«Excusez-moi d'envoyer ma fille et de ne pas me présenter moi-même, mais de tristes motifs de toilette ne me permettent pas, hélas! de sortir...»
Marius ouvrit enfin la quatrième lettre. Il y avait sur l'adresse: Au monsieur bienfaisant de l'église Saint-Jacques-du-Haut-Pas. Elle contenait ces quelques lignes:
«Homme bienfaisant,
«Si vous daignez accompagner ma fille, vous verrez une calamité missérable, et je vous montrerai mes certificats.
«À l'aspect de ces écrits votre âme généreuse sera mue d'un sentiment de sensible bienveillance, car les vrais philosophes éprouvent toujours de vives émotions.
«Convenez, homme compatissant, qu'il faut éprouver le plus cruel besoin, et qu'il est bien douloureux, pour obtenir quelque soulagement, de le faire attester par l'autorité comme si l'on n'était pas libre de souffrir et de mourir d'inanition en attendant que l'on soulage notre misère. Les destins sont bien fatals pour d'aucuns et trop prodigue ou trop protecteur pour d'autres.
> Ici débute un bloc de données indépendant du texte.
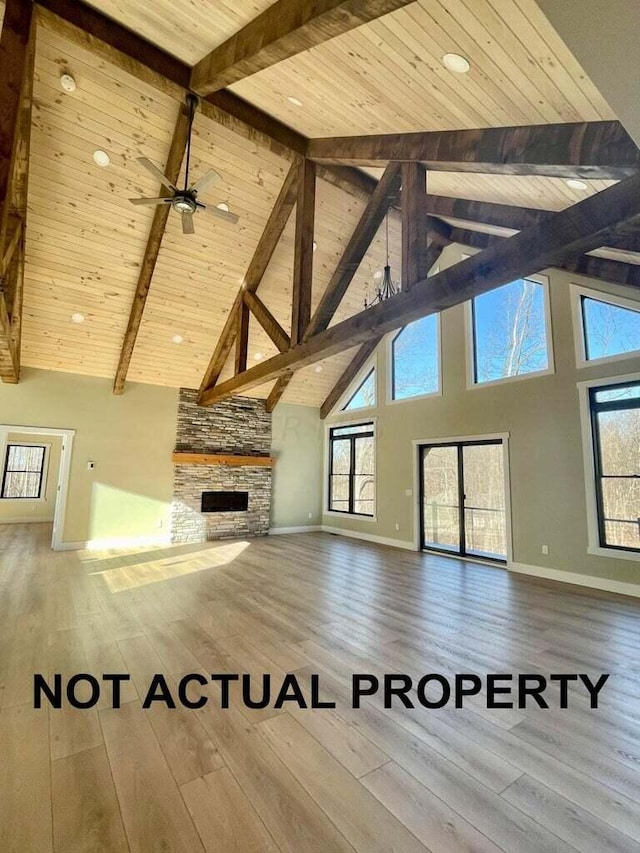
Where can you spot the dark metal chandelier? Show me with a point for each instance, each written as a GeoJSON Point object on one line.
{"type": "Point", "coordinates": [387, 287]}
«J'attends votre présence ou votre offrande, si vous daignez la faire, et je vous prie de vouloir bien agréer les sentiments respectueux avec lesquels je m'honore d'être,
«homme vraiment magnanime,
«votre très humble
«et très obéissant serviteur,
«P. Fabantou, artiste dramatique.»
Après avoir lu ces quatre lettres, Marius ne se trouva pas beaucoup plus avancé qu'auparavant.
D'abord aucun des signataires ne donnait son adresse.